Key Takeaway: Make Britain ‘fit for the future’ once it leaves the EU in 2019
In his Commons speech today, Chancellor Philip Hammond has set out proposed tax and spending changes. He has also updated MPs on the current state of the economy, future growth projections and the health of the public finances.
Hammond started his speech today by saying the UK economy “continues to grow, continues to create more jobs than ever before, and continues to confound those who seek to talk it down”.
Read related story: How rich is Philip Hammond?
These are the key economic take-aways for the UK businesses.
Hammond has promised investment to make Britain “fit for the future” as an “outward looking, free-trading nation” once it leaves the EU in 2019. To ensure this, Hammond is setting aside another £3bn for Brexit preparations over the next two years.
The Office for Budget Responsibility (OBR) has cut its forecasts for UK economic growth. The UK economy is now expected to grow by 1.5 per cent in 2017, a downgrade from the 2 per cent forecast.
Debt still too high and “need to get it down”, OBR predicts the borrowing forecast to be £49.9bn this year; £8.4bn lower than forecast at the Spring Budget.
OBR also forecasts another 600,000 people in work by 2022.
Deficit to decline:
The chancellor has previously committed to cutting the deficit to below 2 per cent by 2020-21. Hammond says the latest forecasts suggest he will get there. The OBR forecasts the deficit to be 1.3% of GDP in 2020-21, giving £14.8bn of headroom against the 2% target, he says.
Industrial Strategy at heart of Britain:
Hammond spoke about the National Productivity Investment Fund, which provides an additional £23bn of investment over five years to upgrade the UK’s economic infrastructure for this century. The fund will be extended for another year and expanded to be worth more than £31bn.
North Sea oil boost:
Hammond has confirmed there will be a tax break for transfers of North Sea oil and gas fields.He calls it “an innovative tax policy that will encourage new entrants to bring fresh investment to a basin that still holds up to 20 billion barrels of oil”.
Nations get funding boost:
Decisions within this budget mean, he says, £2bn more for the Scottish Government; £1.2bn more for the Welsh Government and over £650m more for the Northern Ireland Executive.
VAT threshold put under review:
The point at which small businesses pay VAT will be kept at £85,000, the chancellor said.
Digital Retail sales:
From April 2019, UK will apply income tax to royalties relating to digital retail sales in UK.

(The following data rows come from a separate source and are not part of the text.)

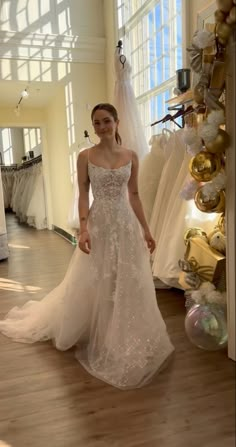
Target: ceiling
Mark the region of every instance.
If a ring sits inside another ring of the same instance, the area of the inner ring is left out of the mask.
[[[22,81],[0,81],[0,107],[15,108],[21,98],[21,92],[27,88],[29,96],[23,99],[21,104],[24,108],[46,107],[58,89],[59,83],[53,82],[31,82]]]

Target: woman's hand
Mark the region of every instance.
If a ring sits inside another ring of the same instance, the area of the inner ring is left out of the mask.
[[[91,250],[91,239],[87,230],[78,235],[78,245],[81,251],[89,255]]]
[[[156,242],[154,241],[149,230],[144,232],[144,239],[147,242],[150,253],[152,254],[156,248]]]

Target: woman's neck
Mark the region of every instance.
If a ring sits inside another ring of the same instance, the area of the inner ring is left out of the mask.
[[[104,152],[116,152],[118,149],[118,144],[116,140],[106,140],[106,141],[100,141],[98,144],[99,148],[102,149]]]

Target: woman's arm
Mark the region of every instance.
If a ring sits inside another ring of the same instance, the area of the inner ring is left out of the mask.
[[[91,249],[91,241],[87,230],[87,222],[89,215],[89,186],[90,180],[88,176],[88,153],[87,150],[80,152],[77,160],[77,176],[79,185],[79,248],[89,254]]]
[[[144,230],[144,237],[148,244],[148,248],[150,249],[150,252],[152,253],[155,250],[155,241],[152,238],[152,235],[149,230],[148,223],[145,218],[145,214],[143,211],[142,202],[139,197],[138,192],[138,167],[139,167],[139,161],[137,154],[132,151],[132,169],[131,169],[131,176],[128,183],[128,191],[129,191],[129,201],[130,204],[134,210],[134,213],[136,214],[143,230]]]

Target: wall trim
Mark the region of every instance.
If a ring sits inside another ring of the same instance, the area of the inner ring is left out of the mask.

Business rates change brought forward:
In business rates, the switch from the retail prices index (RPI) to the consumer prices index (CPI) is brought forward by two years, to April 2018. The move is worth £2.3bn to businesses over the next five years, the chancellor says.
Big relief to pubs:
Duty on alcohol is being shaped by health consequences. The chancellor says duty will rise on “cheap, high strength, low quality products – especially so-called white ciders”. But duties on other ciders, wines, spirits and on beer will be frozen.